The House of Toeholds was able to characterize a second generation toehold switch for detecting the presence of hsa-miR-21-5p and hsa-miR-20a-5p, the differentially expressed miRNA biomarkers for early-stage detection of cervical cancer. Briefly, toehold switches are translational regulators that modulate the translation of a reporter protein (in our case, GFP). In the absence of the trigger RNA, the toehold switch is stable in its secondary structure thereby representing the OFF state of the switch as the ribosomes do not garner access to the RBS. On the contrary, in the presence of the trigger RNA, the switch linearizes owing to the hybridization between the participating RNA structures thereby promoting the translation of the reporter protein and representing the ON state of the switch.
Hence, the biosensor involving toehold switches as the sensing element will provide a fluorescence output, which is a function of the miRNA levels in the sample. But, in our case, since the chosen miRNAs have a stop codon in the open reading frame of the toehold switch construct, the use of a hybrid trigger element consisting of the biomarker and anti-miRNA is necessitated to prevent the stop codon problem. Hence, it is not required to expect a linear correlation between miRNA levels and the obtained fluorescence, which is what we obtained through our studies involving the second generation toehold switches.
We performed a cell-free characterization of our computationally designed second generation toehold switches, which is our novel BioBrick contribution to iGEM 2019 and the synthetic biology community. The performance of our switch was rudimentary and gave us preliminary results, which could possibly indicate the presence of the chosen miRNA biomarkers. We strongly believe that our BioBrick could be further enhanced with regards to its design features and sensor characteristics to produce an effective, patient compliant screening mechanism for a panel of cervical cancer biomarkers through a simple blood test.
As a part of our Bronze medal criteria, we performed a varying pH study on E.coli DH5alpha containing biobrick Bba_K608011, and were able to conclude that pH 7.2 was the optimum pH for the growth of our transformants, followed closely by pH 8 and then pH 6.
Transformation of DH5-alpha competent cells
E.coli DH5 alpha cells (C2987I, New England Biolabs) were transformed with the plasmid pSB1C3 containing Bba_K608011 to study the effect of pH conditions on the activity of the medium strength promoter, which could be correlated to the fluorescence intensity of the Green Fluorescence Protein (GFP) encoded by the biobrick.

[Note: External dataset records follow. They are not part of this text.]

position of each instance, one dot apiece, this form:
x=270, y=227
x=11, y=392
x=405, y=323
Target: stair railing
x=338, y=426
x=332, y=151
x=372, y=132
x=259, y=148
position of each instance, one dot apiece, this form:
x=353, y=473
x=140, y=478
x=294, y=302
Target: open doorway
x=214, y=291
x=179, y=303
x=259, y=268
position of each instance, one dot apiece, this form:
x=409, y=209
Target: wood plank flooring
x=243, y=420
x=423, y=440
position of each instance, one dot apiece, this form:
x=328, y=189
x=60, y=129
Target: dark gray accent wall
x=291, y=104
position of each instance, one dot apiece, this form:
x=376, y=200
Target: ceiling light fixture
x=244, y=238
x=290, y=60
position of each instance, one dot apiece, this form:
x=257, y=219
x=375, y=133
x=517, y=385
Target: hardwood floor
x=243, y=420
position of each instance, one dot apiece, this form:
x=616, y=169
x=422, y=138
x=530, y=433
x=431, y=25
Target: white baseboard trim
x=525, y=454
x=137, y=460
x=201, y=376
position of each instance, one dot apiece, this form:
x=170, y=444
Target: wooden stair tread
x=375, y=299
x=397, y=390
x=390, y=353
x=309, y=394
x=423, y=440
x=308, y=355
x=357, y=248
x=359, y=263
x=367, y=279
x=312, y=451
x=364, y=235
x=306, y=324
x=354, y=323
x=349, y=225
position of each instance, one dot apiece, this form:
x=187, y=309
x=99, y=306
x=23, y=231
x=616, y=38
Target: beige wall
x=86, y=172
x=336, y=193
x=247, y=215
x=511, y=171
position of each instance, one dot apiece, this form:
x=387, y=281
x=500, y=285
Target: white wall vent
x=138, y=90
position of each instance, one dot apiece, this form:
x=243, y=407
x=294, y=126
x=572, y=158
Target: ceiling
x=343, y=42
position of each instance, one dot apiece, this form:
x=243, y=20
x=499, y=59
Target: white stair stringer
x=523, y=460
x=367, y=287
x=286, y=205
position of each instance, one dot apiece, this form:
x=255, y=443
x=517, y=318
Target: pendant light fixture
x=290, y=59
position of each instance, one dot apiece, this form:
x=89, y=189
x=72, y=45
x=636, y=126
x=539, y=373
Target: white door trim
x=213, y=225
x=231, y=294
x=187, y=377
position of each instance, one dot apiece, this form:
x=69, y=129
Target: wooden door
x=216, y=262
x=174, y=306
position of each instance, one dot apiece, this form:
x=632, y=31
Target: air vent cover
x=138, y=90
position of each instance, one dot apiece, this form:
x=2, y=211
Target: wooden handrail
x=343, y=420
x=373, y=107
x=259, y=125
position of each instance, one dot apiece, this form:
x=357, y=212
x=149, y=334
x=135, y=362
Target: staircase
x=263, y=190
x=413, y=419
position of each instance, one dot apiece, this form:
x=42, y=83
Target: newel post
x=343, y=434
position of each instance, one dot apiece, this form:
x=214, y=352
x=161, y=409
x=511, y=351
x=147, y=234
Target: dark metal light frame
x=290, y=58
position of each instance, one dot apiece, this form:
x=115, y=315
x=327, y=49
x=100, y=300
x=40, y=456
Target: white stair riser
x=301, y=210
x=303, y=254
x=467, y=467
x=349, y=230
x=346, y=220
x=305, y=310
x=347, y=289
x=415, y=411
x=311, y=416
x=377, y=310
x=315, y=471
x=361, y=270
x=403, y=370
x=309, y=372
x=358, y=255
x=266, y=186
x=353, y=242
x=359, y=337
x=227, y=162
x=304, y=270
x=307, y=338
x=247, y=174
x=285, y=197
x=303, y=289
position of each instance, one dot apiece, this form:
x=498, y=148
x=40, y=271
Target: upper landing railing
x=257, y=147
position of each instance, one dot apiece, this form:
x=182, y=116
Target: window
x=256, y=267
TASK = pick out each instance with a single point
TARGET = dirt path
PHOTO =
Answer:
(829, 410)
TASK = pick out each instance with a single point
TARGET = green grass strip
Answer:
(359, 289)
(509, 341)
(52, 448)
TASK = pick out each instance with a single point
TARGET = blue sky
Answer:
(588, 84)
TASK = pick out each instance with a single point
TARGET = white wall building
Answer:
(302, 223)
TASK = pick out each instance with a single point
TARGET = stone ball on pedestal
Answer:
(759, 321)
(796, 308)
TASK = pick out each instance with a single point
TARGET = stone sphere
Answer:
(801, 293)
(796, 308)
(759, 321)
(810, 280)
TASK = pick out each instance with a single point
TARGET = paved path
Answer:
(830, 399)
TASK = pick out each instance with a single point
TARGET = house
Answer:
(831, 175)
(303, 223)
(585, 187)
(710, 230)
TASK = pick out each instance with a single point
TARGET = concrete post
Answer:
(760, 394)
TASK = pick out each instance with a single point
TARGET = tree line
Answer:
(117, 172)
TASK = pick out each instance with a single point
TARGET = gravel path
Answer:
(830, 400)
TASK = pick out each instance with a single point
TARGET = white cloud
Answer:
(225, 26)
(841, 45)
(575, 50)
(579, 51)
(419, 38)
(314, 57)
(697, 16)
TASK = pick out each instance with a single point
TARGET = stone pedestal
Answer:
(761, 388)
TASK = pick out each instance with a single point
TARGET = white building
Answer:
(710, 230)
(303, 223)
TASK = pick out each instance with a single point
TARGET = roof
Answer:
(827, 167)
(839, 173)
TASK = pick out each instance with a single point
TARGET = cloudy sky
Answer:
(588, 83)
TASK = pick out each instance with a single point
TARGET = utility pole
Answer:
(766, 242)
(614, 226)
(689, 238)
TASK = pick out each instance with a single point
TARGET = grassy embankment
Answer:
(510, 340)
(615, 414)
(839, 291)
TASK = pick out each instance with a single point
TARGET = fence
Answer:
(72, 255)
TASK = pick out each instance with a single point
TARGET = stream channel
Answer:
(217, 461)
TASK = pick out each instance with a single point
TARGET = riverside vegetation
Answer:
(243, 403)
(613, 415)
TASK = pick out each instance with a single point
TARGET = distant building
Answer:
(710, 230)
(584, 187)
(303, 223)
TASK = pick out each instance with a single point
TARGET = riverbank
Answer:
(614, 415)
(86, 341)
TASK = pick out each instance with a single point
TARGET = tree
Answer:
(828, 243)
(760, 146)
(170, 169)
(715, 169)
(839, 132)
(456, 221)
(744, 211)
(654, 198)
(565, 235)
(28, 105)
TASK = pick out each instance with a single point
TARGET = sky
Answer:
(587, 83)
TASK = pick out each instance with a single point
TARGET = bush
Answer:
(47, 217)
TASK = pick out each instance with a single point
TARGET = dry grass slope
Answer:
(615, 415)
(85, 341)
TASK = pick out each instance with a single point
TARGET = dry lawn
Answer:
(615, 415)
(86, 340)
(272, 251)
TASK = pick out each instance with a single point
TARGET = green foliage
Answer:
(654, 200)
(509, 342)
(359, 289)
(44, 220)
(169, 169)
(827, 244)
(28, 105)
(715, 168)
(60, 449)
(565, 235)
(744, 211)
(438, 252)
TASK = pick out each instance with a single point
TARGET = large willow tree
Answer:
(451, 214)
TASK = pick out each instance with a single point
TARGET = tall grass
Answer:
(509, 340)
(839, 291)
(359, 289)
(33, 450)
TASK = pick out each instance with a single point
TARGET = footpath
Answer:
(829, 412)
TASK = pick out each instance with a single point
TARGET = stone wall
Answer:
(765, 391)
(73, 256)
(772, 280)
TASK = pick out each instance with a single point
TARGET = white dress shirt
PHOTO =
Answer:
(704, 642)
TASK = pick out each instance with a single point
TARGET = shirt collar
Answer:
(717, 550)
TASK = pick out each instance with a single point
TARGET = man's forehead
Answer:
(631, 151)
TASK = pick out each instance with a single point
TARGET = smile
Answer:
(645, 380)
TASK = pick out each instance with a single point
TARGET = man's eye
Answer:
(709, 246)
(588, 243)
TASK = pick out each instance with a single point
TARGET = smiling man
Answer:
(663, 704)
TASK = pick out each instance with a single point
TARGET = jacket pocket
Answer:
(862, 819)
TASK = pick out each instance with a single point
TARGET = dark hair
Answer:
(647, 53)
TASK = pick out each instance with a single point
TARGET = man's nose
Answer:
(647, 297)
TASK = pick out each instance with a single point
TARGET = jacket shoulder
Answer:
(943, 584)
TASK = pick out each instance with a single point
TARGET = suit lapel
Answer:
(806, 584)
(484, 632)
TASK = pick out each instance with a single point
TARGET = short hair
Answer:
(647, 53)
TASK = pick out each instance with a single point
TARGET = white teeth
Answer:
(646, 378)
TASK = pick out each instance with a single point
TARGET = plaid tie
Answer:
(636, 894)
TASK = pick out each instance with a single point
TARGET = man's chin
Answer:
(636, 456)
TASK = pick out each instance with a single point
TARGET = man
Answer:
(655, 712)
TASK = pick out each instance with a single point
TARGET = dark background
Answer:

For the first transformation experiment, we observed one transformant colony for the control sample (pUC19 plasmid DNA) and one for the test sample (Bba_K608011). Due to the very low transformation efficiency and discrepancies such as higher heat shock incubation temperature period and clump formation in the SOC cell growth media during the transformation process, we decided to repeat the experiment.
Steps were taken to ensure accurate heat shock incubation temperature and time period. Cells were grown in SOC medium and LB medium. We still observed clump formation in the SOC medium. As a result, we decided to utilize the transformants grown in LB medium for further experiments.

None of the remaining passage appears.